Beberapa dari mereka mungkin akan mendapatkan perlindungan di Inggris, sementara yang lain mungkin akan ditolak. Namun, bagi para perusuh, nasib para pencari suaka ini tidaklah relevan. Mereka menolak keberadaan para pengungsi ini secara keseluruhan, tanpa mempedulikan kisah hidup dan perjuangan mereka. Serangan terhadap hotel-hotel ini adalah manifestasi dari kebencian mereka yang membara.
Realitas ini mengungkapkan sisi gelap dari masyarakat Inggris: adanya kelompok-kelompok yang dipenuhi kebencian terhadap imigran, dan khususnya terhadap Muslim. Imigran Muslim menjadi sasaran ganda dari prasangka dan diskriminasi. Situasi ini begitu parah sehingga insiden penikaman yang dilakukan oleh seorang warga negara Inggris keturunan Rwanda, yang tidak memiliki kaitan dengan Islam, telah memicu gelombang kerusuhan anti-Muslim dan anti-imigran di seluruh negeri.
Mari kita renungkan sejenak tentang skala dan cakupan kerusuhan ini.

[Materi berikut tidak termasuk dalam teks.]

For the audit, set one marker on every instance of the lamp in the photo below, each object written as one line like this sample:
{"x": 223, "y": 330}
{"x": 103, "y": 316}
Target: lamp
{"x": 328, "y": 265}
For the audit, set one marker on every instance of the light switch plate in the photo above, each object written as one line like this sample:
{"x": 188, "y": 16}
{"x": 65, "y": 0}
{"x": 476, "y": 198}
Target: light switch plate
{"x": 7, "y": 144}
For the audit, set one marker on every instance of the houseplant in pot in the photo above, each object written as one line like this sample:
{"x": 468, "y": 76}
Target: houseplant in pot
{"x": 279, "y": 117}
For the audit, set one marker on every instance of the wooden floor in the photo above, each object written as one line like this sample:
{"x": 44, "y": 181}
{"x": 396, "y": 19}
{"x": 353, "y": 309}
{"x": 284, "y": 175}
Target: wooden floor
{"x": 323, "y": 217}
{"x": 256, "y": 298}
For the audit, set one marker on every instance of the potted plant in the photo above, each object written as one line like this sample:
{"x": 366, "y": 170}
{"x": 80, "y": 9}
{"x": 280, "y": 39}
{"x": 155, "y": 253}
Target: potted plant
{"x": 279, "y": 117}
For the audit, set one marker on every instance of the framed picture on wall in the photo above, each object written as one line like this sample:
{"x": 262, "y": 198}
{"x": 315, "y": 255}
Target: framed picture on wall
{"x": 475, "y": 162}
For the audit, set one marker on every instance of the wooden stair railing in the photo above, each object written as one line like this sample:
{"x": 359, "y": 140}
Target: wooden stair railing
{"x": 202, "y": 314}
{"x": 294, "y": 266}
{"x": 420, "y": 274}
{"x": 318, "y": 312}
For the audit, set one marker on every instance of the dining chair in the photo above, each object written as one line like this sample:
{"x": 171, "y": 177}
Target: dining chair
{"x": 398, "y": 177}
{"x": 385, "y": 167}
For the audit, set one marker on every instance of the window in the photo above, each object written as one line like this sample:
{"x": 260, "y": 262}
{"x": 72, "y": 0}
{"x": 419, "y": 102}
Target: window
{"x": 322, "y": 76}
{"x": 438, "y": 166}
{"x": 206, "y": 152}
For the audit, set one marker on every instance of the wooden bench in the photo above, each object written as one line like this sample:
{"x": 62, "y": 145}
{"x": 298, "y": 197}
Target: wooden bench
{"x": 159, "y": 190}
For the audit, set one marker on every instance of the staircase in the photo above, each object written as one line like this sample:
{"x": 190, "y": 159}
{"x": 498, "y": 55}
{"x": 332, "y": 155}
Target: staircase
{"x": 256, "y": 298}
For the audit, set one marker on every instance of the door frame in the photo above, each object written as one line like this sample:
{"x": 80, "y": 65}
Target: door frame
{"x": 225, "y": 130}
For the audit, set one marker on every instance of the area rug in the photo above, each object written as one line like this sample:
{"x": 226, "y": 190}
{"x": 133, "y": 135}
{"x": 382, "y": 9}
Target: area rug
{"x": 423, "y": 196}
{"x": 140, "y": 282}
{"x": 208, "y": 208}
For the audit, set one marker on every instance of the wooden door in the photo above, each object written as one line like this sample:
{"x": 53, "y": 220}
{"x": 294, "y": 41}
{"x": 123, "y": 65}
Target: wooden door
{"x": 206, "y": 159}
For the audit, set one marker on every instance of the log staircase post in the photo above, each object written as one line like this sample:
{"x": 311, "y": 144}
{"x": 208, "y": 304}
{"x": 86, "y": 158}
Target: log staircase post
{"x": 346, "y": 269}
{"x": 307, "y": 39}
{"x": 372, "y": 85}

Kerusuhan pecah di berbagai kota di seluruh Inggris, dan mustahil bagi kelompok perusuh yang sama untuk berpindah-pindah dengan begitu cepat. Ini menunjukkan bahwa sentimen anti-Muslim dan anti-imigran telah mengakar kuat di berbagai lapisan masyarakat Inggris, siap meledak kapan saja ada pemicu. Mereka seperti bara api yang tersembunyi di setiap sudut negeri, menunggu kesempatan untuk membakar masjid atau menyerang tempat penampungan para pengungsi yang tak berdaya.
Menghadapi kenyataan ini, sulit untuk mempertahankan citra Inggris sebagai negara Barat yang sekuler, liberal, dan bermoral tinggi. Apakah ini benar-benar cerminan dari puncak peradaban manusia? Atau justru sebaliknya, apakah ini menunjukkan bahwa Inggris telah menjadi sarang kefanatikan, di mana kaum minoritas hidup dalam ketakutan, orang asing tidak diterima, dan multikulturalisme hanya menjadi slogan kosong yang dihancurkan oleh kekerasan?
Negara-negara Barat seringkali gemar berbicara tentang inklusivitas, seolah-olah mereka adalah pengajar utama tentang nilai-nilai kemanusiaan, toleransi, dan segala bentuk kebaikan lainnya. Namun, gambaran ideal ini ternyata hanyalah sebuah topeng tipis yang menutupi realitas yang jauh lebih kelam. Ketika kita menggores permukaannya, kita akan menemukan bahwa kebencian, prasangka, dan diskriminasi masih mengakar kuat di dalam masyarakat mereka.